Fast travel to high altitude without proper acclimatization can cause high-altitude cerebral edema (HACE).
Previous studies have shown that female mice have less brain edema and better recovery in neurological deficits after intracerebral hemorrhage (ICH) and that 17β-estradiol treatment in male mice markedly reduces ICH-induced brain edema.

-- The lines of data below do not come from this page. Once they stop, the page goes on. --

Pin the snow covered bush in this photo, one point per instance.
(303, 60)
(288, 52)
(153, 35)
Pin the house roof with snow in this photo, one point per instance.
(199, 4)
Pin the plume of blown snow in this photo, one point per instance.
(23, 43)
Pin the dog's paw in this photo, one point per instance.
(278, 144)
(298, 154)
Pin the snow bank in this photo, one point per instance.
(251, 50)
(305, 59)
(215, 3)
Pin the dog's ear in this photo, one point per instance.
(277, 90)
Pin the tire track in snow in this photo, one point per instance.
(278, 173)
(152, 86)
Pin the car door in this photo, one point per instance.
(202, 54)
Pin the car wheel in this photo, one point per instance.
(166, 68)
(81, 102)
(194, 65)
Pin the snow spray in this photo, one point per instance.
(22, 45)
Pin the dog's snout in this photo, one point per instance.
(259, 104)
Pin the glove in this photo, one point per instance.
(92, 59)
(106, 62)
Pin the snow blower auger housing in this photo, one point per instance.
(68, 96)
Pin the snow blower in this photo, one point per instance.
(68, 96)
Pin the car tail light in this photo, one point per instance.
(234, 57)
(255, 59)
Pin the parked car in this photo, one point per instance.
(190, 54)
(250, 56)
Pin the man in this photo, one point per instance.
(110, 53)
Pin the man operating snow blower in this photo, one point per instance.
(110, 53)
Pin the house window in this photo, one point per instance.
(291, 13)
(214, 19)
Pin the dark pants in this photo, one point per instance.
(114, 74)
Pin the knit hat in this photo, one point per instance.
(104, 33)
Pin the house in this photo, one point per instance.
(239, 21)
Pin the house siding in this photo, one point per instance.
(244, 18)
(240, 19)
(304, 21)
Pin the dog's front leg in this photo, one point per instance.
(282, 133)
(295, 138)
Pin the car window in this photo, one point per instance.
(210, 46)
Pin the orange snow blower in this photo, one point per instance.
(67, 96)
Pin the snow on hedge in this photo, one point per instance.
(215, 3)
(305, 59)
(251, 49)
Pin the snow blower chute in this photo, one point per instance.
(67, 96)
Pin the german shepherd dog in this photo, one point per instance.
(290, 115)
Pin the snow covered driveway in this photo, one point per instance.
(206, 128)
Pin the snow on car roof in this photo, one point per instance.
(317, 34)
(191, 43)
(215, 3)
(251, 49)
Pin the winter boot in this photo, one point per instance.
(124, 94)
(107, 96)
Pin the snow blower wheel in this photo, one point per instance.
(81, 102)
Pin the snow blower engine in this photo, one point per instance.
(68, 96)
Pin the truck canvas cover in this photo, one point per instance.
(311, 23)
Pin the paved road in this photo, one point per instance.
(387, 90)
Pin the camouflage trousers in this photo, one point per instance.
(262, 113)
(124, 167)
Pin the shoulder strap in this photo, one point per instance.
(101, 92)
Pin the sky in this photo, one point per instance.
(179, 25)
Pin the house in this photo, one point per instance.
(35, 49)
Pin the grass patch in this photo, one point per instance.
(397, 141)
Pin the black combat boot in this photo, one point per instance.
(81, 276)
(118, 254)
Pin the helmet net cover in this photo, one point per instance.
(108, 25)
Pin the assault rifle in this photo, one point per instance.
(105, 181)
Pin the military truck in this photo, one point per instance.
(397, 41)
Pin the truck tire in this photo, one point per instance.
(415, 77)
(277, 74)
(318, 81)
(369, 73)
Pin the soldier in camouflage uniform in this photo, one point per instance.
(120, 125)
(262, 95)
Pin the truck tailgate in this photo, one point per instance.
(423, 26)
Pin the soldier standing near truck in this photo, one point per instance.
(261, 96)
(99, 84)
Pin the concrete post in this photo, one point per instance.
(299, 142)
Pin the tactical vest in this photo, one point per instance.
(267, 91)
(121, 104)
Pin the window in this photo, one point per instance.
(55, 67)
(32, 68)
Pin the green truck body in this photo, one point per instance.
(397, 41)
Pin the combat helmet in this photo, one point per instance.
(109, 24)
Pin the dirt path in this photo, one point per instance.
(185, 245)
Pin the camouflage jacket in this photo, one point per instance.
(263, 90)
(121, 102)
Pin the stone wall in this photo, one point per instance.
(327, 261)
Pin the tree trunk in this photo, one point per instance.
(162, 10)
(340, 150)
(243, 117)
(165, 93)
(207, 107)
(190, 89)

Some authors have reported a rare unexplained complication of sudden death in association with massive cerebral edema immediately after cranioplasty. Sviri reports on 4 patients who underwent cranioplasty after decompressive craniectomy (DC) between January 2005 and August 2010 at his department and died because of massive cerebral edema immediately after uneventful surgery and anesthesia. All 4 of the new cases reported involved young male patients who underwent decompressive hemicraniectomy after traumatic brain injury. They developed massive cerebral swelling immediately after uneventful cranioplasty (3 patients) or after removal of an epidural hematoma several hours after surgery (1 patient). All 4 patients had a large skull defect and significantly sunken craniotomy site, and all were treated with a closed vacuum suction system that was placed under the scalp and kept open at the end of the cranioplasty procedure. After surgery, the patients' pupils became fixed and dilated, and brain CT scans showed massive brain edema. Despite emergency DC, the patients did not recover, and all 4 died. A MEDLINE search showed 8 similar cases that were reported previously. Fatal cerebral swelling after uneventful cranioplasty is a distinct clinical entity, although it is unpredictable. It is postulated that a negative pressure difference from the elimination of atmospheric pressure that had been chronically applied on the injured sinking brain in combination with the negative pressure applied by the closed subgaleal suction drain may lead to a massive brain shift toward the cranioplasty site and initiate a fatal vasomotor reaction 1).
Postoperative cerebral edema around a deep brain stimulation (DBS) electrode is an uncommon reported complication.
A retrospective chart review was performed on all patients who underwent DBS electrode implantation over a 3-year period. Routine CT imaging on postoperative day (POD) 1 was negative. Patients were identified based on clinical neurological changes, leading to imaging and subsequent diagnosis.
Five of 145 patients (3.4%) presented with new neurological symptoms from POD 1 to 14, which were confirmed by CT imaging to show perilead and/or subcortical edema around 6 of 281 electrodes (2.1%). Four of 5 patients had unilateral edema despite bilateral implantation. Clinical presentations varied widely. Two patients presenting on POD 1 with deteriorating conditions required longer inpatient stays with supportive measures than those presenting later (p = 0.0002). All patients were treated with corticosteroids and returned to baseline by 3 months after surgery.
Acute instances of DBS lead edema may occur as early as POD 1 and can rapidly progress into profound deficits. Treatment with supportive care and corticosteroids is otherwise identical to those cases presenting later 2).